Behind the Journal’s partial and partisan math looms the politics of selfishness, the benighted idea that it always unfair to make a citizen pay for another citizen.  The ideology of selfishness informs and shapes the entire article. It describes the efforts of students in Texas and protestors in other states to fight what the article calls “set-asides,” funds earmarked from tuition to pay for tuition discounts for needy students.  The article quotes Ronald Ehrenberg, director of the Cornell Higher Education Research Institute; “We used to believe that public higher education benefited all residents of a state, not only the people who were attending, because the more highly educated workforce meant more economic growth…But now our society has moved toward the notion that the people who are paying are the ones who will benefit, so they should pay.”  

The idea that society does not benefit from an educated workforce is complete nonsense and a dangerous notion. More dangerous, though, is the underlying idea that group solutions to public challenges are inherently unfair. The typical family will need public college for 4-12 years, depending on how many children they have. Most people couldn’t possible afford to pay for a high quality education over that amount of time. Fortunately, most people remain in the work force for 40-45 years, giving them extra time to pay their fair share in taxes. Cutting taxes and making people pay for their or their children’s college education over a much shorter time will naturally lead to financial problems.  The Journal wants us to blame those problems on the poor, when it fact they have emerged primarily because the wealthy have decided to retreat from the social contract which ruled this country from the end of the Great Depression to the mid 1970s.  
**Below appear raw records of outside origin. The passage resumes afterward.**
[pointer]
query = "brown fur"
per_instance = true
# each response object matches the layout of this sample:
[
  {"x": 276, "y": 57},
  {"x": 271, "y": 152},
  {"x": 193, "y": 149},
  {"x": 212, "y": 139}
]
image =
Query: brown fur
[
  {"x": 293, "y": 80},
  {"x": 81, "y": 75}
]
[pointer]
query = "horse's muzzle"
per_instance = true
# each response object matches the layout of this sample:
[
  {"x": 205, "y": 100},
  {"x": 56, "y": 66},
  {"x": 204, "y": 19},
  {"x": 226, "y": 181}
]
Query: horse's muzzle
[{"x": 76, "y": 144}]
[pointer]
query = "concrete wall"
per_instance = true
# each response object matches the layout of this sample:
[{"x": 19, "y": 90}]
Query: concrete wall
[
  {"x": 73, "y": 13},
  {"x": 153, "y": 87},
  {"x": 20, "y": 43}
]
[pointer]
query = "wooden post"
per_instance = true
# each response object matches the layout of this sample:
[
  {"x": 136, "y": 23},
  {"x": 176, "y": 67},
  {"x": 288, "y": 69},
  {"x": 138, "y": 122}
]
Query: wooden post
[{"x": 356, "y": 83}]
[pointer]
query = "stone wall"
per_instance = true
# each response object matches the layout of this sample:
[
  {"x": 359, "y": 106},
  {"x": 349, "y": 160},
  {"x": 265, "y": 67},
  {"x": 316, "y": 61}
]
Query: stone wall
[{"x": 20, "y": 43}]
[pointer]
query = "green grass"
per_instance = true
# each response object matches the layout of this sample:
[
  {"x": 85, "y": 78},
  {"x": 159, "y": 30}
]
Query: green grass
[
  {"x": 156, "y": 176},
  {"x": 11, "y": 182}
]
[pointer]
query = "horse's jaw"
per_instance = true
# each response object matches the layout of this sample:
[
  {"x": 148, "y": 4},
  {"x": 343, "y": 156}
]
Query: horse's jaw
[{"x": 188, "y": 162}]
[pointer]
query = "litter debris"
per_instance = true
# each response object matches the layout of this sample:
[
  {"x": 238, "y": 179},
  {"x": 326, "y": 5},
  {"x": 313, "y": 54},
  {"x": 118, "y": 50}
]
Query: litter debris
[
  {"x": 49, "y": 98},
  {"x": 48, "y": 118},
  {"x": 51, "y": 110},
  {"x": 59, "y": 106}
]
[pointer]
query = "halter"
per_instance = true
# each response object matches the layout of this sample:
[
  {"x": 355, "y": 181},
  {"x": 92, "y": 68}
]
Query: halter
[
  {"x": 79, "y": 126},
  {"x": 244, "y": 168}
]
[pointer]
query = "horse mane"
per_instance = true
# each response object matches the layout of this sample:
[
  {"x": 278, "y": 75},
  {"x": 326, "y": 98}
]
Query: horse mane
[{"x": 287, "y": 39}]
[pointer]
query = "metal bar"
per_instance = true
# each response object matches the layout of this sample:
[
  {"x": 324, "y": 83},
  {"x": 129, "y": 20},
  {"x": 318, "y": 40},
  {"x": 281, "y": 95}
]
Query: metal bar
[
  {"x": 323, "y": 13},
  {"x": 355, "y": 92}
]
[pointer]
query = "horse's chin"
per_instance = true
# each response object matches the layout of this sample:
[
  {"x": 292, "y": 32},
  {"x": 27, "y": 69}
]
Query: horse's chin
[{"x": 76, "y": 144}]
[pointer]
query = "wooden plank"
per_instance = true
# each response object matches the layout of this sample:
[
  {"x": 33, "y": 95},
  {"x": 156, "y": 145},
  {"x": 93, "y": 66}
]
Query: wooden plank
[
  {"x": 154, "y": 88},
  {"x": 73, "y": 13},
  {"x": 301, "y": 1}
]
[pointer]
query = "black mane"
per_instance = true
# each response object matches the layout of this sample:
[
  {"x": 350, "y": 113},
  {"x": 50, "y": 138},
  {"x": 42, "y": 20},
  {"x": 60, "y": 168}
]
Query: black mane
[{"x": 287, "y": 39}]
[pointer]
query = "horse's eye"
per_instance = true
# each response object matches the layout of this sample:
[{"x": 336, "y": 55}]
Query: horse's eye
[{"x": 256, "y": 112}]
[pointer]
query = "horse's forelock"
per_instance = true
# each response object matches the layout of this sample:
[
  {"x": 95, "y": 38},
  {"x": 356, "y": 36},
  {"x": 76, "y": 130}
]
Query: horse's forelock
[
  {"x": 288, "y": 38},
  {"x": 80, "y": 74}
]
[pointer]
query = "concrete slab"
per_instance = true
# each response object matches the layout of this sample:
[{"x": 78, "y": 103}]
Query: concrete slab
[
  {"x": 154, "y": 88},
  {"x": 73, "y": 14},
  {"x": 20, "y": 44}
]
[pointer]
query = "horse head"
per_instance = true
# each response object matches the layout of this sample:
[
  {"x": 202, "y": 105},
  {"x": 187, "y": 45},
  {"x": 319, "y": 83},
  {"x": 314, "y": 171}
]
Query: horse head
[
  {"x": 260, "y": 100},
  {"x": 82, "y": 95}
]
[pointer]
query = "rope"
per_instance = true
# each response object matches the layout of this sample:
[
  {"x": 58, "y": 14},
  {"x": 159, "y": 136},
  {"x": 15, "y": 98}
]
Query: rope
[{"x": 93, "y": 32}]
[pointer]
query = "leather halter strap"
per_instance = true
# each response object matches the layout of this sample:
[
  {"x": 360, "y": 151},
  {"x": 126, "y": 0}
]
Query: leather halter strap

Conservatives like to blame the poor and like even more to pretend that the best interests of the middle class are different from those of the poor and working class.  They want to pit the poor against the middle class, so neither will realize who is perpetrating the real class war. But the college financial crisis has as its root cause the same dynamic that has led to our sluggish job recovery, the increased inequality of wealth, our public school challenges and our decaying infrastructure of mass transit, bridges and roads: Taxes are too low, especially on the wealthy, and have been for many years now. As a nation, we have replaced the social contract that created a middle class nation with a dog-eat-dog, I’m-only-in-it-for-myself ideology that helps the rich take more.